Selon Galien, à cette époque, Ptolémée III demanda aux Athéniens le prêt de manuscrits originaux d »Eschyle, de Sophocle et d »Euripide, bien que les Athéniens aient exigé la somme énorme de quinze talents (environ 450 kg) de métal précieux comme garantie qu »ils les rendraient ; Ptolémée III fit faire des copies de ces œuvres sur du papyrus de la plus haute qualité et les envoya aux Athéniens, gardant les manuscrits originaux dans la bibliothèque et leur permettant de garder les talents de métal. Cette histoire illustre la véhémence de la politique ptolémaïque d »acquisition d »œuvres, ainsi que la puissance d »Alexandrie à l »époque, notamment grâce au port qu »ils avaient construit, qui accueillait le commerce d »Orient et d »Occident, et qui devint rapidement un centre international de commerce et le principal producteur de papyri et de manuscrits. Au cours du règne de Ptolémée III, une partie de ces fonds fut transférée dans une bibliothèque annexe du Serapeum d »Alexandrie, un temple dédié au dieu gréco-égyptien Sérapis situé à proximité immédiate du palais royal. Cependant, les écrits de l »époque indiquent que la bibliothèque du Serapeum était beaucoup plus petite.

Apogée

Aristophane de Byzance est devenu le quatrième directeur de la bibliothèque vers 200 avant J.-C. Selon une légende de l »écrivain romain Vitruve, Aristophane était l »un des sept juges désignés pour un concours de poésie organisé par Ptolémée III. Alors que les six autres juges favorisaient l »un d »entre eux, Aristophane choisit celui que le public avait le moins apprécié, arguant que les autres avaient commis des plagiats et devaient donc être disqualifiés. Le roi exigea qu »il le prouve, et Aristophane rechercha dans la bibliothèque les textes que les auteurs avaient plagiés, les localisant de mémoire, si bien que grâce à son impressionnante mémoire et à sa diligence, Ptolémée III le nomma bibliothécaire.

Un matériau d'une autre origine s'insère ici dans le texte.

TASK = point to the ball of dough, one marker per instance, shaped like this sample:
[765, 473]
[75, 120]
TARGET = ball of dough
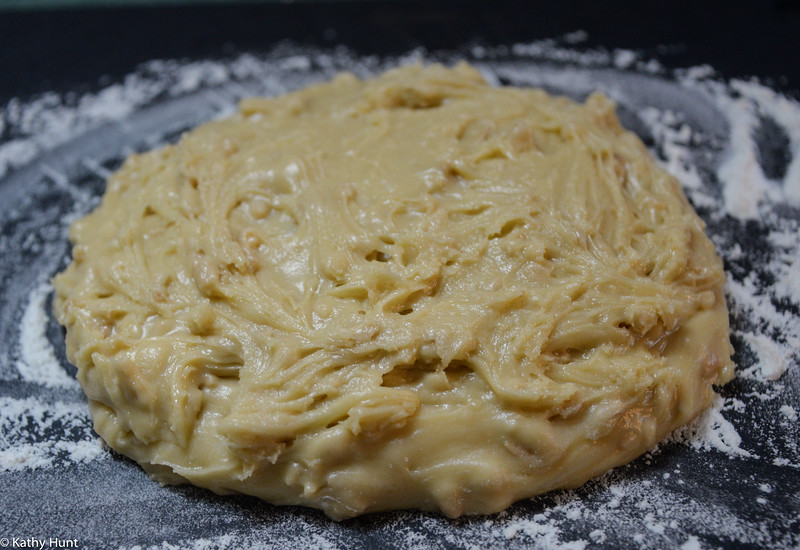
[417, 291]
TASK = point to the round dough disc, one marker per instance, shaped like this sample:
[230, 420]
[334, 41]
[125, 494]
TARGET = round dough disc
[416, 291]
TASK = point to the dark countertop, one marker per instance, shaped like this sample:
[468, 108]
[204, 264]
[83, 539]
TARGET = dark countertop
[78, 48]
[110, 502]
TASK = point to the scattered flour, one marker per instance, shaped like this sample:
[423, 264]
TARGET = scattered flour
[37, 362]
[42, 433]
[37, 434]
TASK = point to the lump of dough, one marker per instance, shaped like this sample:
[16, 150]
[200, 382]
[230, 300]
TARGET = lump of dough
[416, 291]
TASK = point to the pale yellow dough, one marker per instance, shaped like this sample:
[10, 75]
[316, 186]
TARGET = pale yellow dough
[417, 291]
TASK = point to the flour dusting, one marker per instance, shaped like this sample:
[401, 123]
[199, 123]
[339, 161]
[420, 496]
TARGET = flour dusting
[735, 147]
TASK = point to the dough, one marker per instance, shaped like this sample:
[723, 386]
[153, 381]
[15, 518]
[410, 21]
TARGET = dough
[417, 291]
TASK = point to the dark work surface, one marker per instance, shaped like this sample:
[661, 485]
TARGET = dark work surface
[44, 50]
[110, 502]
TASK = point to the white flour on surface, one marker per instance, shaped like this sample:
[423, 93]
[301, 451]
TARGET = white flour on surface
[37, 362]
[646, 508]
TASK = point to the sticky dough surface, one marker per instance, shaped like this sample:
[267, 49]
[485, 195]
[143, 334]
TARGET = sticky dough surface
[418, 291]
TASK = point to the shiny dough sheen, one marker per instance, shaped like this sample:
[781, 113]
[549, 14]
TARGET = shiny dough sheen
[416, 291]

Son mandat est considéré comme le début d »une phase plus mature dans l »histoire de la Bibliothèque d »Alexandrie. Au cours de cette période, la critique littéraire a atteint son apogée et a dominé la production scientifique de la bibliothèque. Aristophane a édité des textes poétiques et a introduit la division des poèmes, qui avaient été auparavant écrits en prose, en lignes séparées sur la page. Il a également inventé les signes diacritiques pour l »alphabet grec, écrit d »importants travaux de lexicographie et introduit un certain nombre de signes pour la critique textuelle. Il a écrit l »introduction de nombreuses pièces de théâtre, dont certaines ont partiellement survécu à travers des versions réécrites.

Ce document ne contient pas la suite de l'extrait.